Il y insuffle une généreuse lampée de grotesque et de tragique. Si John fut un observateur fin de la société anglaise, Robert est un grand connaisseur de l’histoire russe. Ce qui contraint à l’absurdie, au drame hyperbolique.

Son dernier roman ne relève pas de l’espionnage. Il s’agirait presque d’une comédie de mœurs contrariée, une relecture moscovite de Roméo et Juliette. Roméo devient Roman et Juliette Yulia. Nés dans deux clans qui se disputent le juteux marché de la protection rapprochée dans la capitale russe à la chute de l’URSS. Quand le capitalisme n’a jamais autant mérité son allégorie de vautours dépeçant un agonisant.

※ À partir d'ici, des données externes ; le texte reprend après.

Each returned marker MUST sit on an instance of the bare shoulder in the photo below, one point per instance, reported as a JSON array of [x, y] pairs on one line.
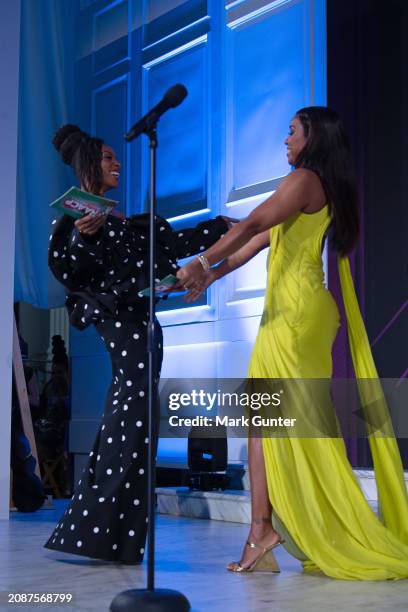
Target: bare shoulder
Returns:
[[302, 176], [308, 184]]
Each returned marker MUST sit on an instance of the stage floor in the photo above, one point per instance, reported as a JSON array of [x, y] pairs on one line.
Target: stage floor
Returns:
[[191, 556]]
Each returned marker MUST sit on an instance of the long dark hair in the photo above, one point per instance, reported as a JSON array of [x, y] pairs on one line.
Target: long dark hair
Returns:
[[83, 152], [327, 152]]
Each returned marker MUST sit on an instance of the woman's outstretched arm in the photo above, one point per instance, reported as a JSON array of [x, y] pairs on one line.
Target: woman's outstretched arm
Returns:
[[238, 259], [292, 195]]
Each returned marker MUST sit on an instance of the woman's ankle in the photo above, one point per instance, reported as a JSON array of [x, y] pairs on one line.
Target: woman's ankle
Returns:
[[260, 527]]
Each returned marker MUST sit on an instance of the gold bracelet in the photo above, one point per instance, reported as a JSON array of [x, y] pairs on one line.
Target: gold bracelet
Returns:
[[204, 262]]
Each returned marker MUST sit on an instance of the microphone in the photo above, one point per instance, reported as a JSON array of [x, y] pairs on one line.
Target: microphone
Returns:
[[172, 98]]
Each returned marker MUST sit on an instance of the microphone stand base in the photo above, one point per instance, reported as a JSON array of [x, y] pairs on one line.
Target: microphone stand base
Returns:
[[159, 600]]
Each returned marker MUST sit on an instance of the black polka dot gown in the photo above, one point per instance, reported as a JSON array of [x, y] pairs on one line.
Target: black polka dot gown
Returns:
[[107, 516]]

Roman et Yulia tombent amoureux et souhaitent échapper à leur destin. Une histoire simple. Éternelle. Trop simple ? Quand on est habitué aux récits labyrinthiques, sinueux, du père Littell, on est désarçonné par cette ligne droite. Mais on est pris, happé. Si La peste sur vos deux familles n’atteint pas l’incandescence de ces chefs-d’œuvre (La compagnie, Une hirondelle avant l’orage, etc.), ce roman témoigne parfaitement du talent de Littell.

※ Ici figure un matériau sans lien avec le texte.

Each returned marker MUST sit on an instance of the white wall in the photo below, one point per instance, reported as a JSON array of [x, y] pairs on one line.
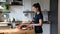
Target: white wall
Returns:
[[58, 16], [17, 11]]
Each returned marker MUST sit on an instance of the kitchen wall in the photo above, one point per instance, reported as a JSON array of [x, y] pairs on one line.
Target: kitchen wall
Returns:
[[53, 16], [58, 16]]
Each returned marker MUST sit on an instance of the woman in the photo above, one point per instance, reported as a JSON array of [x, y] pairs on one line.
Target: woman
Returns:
[[38, 19]]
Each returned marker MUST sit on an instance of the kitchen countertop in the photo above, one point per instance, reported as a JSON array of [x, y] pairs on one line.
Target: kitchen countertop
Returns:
[[44, 22], [15, 31]]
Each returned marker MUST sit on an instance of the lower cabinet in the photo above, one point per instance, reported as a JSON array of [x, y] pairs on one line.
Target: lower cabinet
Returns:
[[22, 32]]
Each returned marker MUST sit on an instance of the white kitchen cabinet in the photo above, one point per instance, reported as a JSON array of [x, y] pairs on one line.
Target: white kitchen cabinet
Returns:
[[2, 0], [27, 5], [45, 4], [46, 28]]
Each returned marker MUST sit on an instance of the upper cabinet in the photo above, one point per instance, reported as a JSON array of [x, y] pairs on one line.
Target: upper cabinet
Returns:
[[45, 4], [15, 2], [2, 0]]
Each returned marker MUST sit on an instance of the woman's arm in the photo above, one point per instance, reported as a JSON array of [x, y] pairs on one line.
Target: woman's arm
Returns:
[[39, 24]]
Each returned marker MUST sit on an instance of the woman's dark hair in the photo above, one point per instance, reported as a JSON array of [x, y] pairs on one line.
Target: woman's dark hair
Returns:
[[37, 5]]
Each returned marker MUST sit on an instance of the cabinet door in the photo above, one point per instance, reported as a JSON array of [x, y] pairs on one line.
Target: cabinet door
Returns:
[[45, 4], [16, 33], [30, 32]]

Son art consommé du portrait, sa peinture grinçante et lucide de la Russie des années 90 et cette histoire d’amour entre deux êtres que tout LE MONDE oppose. Quand deux mots insérés dans une phrase nient l’évidence d’une passion.

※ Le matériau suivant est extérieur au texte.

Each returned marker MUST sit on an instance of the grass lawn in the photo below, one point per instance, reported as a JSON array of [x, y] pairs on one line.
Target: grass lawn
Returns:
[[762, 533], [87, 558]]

Roman et Yulia, Littell les placent dans un flipper de la taille d’une ville-monde, chaotique et d’une beauté étrange, comme le goût laissé sur le palais par un morceau de pain noir arrosé de vodka, on ne sait trop si on aime ça mais on ne peut s’empêcher d’y revenir...

Un beau livre, puissamment addictif, au final amer... Littell Big Man.